La mañana de este domingo, las noticias de Karachi llegaron cargadas de angustia y caos. En una jornada que arrancó con tensiones palpables, lo que parecía ser una protesta pacífica por parte de manifestantes proiraníes se desbordó en un escenario de violencia sin precedentes.
La multitud, enardecida por la reciente muerte del ayatolá Ali Khamenei, líder supremo de Irán, intentó tomar por la fuerza el consulado de Estados Unidos en la ciudad. Y lo que siguió fue un enfrentamiento sangriento con la policía.

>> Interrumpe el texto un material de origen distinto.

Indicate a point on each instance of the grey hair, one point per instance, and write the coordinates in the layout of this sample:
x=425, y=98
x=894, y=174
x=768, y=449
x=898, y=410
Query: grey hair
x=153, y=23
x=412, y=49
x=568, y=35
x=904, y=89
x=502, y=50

A medida que el humo se levantaba y las sirenas resonaban por toda la capital de la provincia de Sindh, el saldo de la confrontación no tardó en ser devastador: al menos diez personas perdieron la vida y más de 20 resultaron heridas.
La respuesta de las fuerzas de seguridad fue rápida y feroz, con decenas de detenidos y una ciudad completamente paralizada bajo el peso de la tensión.
El enojo de la comunidad chií en Pakistán, que se sintió profundamente afectada por el ataque conjunto de Estados Unidos e Israel a Irán, desbordó las calles de Karachi, desencadenando disturbios en los que la rabia contra el poder extranjero se dejó sentir con fuerza. La tragedia, en medio del caos, reflejó no solo el dolor local, sino también la creciente presión que el conflicto con Irán ejerce sobre la región.
A nivel global, la OPEP+ anunció un incremento en la producción de petróleo, lo que generó aún más nerviosismo en los mercados internacionales, especialmente en Oriente Medio.
Y en Europa, la jefa de política exterior de la Unión Europea, Kaja Kallas, calificó la muerte de Khamenei como “un momento definitorio” para Irán, pidiendo a las potencias mundiales que tomaran pasos concretos para frenar la escalada de violencia.
Así, mientras el país ardía en las calles, el tablero geopolítico seguía moviéndose con rapidez. Karachi se había convertido en un campo de batalla, pero el conflicto estaba lejos de terminar.